If you’re interested in learning about turkeys, visit The National Wild Turkey Federation. And if you want to hear a deliciously cautionary tale as to why you should never, ever feed a wild animal*, do yourself a favor and listen to one of the best This American Life stories of all time, all about Tom, the psycho killer of Martha’s Vineyard.
As for “My Life as a Turkey,” it’s wonderfully thoughtful and thought-provoking. If you’re on the fence about whether to want to watch a few dozen minutes about a guy hanging out with a bunch of large birds, just think: this is a man obsessed. Joe Hutto raises the turkeys from scratch and, once they’re old enough to venture into the wild, follows them through backwoods Florida. He rarely leaves his property for fear that something could happen to the precious brood. Hutto learns how to coo the language of the jakes and jennys and finds love and brotherhood in the little flock. And…he’s a man; a human who seemingly longs to transform himself wholly into one of the surprisingly elegant and innately wild birds that he so admires. Aren’t you curious to see what happens to a grown man who attempts to fully integrate himself into a gaggle of woodland turkeys? Answer: Yes, yes you are. So watch, enjoy, and tell me what you think.

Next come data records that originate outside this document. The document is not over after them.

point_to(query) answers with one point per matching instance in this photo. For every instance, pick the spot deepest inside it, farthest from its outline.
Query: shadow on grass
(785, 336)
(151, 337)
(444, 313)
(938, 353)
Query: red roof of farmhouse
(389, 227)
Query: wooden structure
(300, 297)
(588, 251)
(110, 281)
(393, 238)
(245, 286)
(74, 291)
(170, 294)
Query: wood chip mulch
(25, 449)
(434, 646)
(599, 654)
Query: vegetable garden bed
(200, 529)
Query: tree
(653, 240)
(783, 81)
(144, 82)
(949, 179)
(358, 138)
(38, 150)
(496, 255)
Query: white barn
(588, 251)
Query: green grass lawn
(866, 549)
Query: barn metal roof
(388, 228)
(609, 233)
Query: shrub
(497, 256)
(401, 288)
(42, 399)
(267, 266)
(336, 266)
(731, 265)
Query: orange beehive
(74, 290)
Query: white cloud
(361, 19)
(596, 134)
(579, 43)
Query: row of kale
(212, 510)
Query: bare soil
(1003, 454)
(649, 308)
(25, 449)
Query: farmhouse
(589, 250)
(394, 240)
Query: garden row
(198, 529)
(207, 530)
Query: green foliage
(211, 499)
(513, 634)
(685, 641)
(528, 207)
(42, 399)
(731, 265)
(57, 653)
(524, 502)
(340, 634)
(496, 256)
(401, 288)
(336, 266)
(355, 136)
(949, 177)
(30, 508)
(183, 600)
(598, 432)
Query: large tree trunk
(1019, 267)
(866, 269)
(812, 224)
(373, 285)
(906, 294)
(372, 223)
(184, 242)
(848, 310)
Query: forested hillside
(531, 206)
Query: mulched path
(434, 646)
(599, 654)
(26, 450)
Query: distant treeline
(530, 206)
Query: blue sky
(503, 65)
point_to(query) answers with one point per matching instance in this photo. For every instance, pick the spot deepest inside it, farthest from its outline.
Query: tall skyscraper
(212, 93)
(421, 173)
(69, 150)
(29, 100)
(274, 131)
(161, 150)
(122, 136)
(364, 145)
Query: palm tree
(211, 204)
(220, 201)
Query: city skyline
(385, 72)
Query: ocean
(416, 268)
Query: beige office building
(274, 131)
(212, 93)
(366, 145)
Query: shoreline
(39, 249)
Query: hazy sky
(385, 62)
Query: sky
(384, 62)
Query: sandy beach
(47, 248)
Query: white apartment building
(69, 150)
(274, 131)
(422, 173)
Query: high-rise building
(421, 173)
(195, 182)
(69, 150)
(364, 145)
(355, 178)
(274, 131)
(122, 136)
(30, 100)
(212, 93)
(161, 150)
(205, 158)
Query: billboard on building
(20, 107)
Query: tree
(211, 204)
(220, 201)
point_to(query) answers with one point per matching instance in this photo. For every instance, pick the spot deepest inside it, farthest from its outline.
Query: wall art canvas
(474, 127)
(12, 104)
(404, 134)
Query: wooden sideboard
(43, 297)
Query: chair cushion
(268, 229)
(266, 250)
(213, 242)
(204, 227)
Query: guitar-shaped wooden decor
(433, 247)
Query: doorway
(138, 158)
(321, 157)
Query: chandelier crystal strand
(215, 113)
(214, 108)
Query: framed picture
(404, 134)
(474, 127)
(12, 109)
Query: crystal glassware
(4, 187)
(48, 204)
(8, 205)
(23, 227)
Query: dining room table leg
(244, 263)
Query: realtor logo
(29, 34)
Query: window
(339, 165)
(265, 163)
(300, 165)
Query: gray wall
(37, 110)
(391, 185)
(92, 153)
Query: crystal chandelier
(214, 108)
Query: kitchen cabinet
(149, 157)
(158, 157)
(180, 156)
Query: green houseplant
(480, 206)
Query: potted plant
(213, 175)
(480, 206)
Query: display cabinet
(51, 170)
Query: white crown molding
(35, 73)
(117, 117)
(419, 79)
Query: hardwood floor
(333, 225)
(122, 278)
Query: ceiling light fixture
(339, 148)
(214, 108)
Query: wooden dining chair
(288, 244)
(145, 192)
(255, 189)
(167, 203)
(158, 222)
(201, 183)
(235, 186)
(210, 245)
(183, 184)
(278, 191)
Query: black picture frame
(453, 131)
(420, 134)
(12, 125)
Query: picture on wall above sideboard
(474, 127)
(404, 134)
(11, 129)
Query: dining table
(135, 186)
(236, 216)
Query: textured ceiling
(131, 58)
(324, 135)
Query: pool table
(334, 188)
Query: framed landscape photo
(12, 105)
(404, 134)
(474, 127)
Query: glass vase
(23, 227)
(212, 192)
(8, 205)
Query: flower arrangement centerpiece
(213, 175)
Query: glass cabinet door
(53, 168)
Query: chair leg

A second request: the next time that you see a wild turkey, or some other bird that you take for granted and make assumptions about, consider who that creature really is. How does it operate? Does it get by? Consider whether you really have any idea what this living being is all about. It may appear undeniably silly, but the bird before (or above) you may also be able to teach you something about themselves, their environment, and how you tie into all of it.

Wild Turkey by John James Audubon. Source.
* Don’t worry, you can still have a bird feeder. Just not a turkey feeder. Seriously, don’t make a turkey feeder.